Coagulopathy is a common complication and heterogeneous syndrome of sepsis. Longitudinal data are essential for capturing the complexity and heterogeneity of coagulopathy in sepsis. The dynamic changes in coagulation profiles, their characterization, and prognostic implications remain poorly understood. We hypothesized that sepsis patients develop distinct coagulopathy sub-phenotypes. Using longitudinal data, we first aimed to identify these sub-phenotypes, then characterize their trajectories, and finally evaluate their association with 28-day mortality and explore potential influencing factors.

Methods

We conducted a retrospective analysis using Group-based Trajectory Modeling to investigate patterns of coagulation changes and their association with 28-day mortality in sepsis patients from West China Hospital of Sichuan University (2015–2022). The Cox proportional hazards regression model was used to investigate the relationship between trajectory groups and prognosis.
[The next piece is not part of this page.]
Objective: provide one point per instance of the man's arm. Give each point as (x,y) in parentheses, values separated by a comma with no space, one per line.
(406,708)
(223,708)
Subgroup analyses were performed to explore potential influencing factors further.

Results

A total of 1649 patients were included, and 3 distinct trajectory sub-phenotypes were identified based on model fit indices and clinical interpretability. Group 1 (N = 818, 49.6%) exhibited the highest levels of D-dimer, a slight prolongation of clotting time, normal fibrinogen levels, and borderline-low platelet counts. Group 2 (N = 638, 38.7%) showed gradually increasing platelet counts, elevated fibrinogen levels, and normal clotting time. Group 3 (N = 193, 11.7%) displayed significantly prolonged clotting time, the lowest platelets and fibrinogen levels, and persistently high D-dimer levels. Group 2 showed lower 28-day mortality risk (HR 0.235, 95% CI 0.170–0.324) while Group 3 exhibited higher risk (HR 2.780, 95% CI 2.214–3.492) versus Group 1. Group 3 demonstrated the highest in-hospital mortality rates. Mechanical ventilation duration did not differ significantly across groups. Subgroup analysis identified an interaction between age and trajectory groups.

Conclusions

Our study suggests that coagulopathy in sepsis patients can be classified into three distinct sub-phenotypes, each associated with different risks of 28-day mortality. Future prospective studies incorporating external validation and multiple specific parameters are needed to explore the mechanisms underlying these sub-phenotypes and validate their application in clinical practice.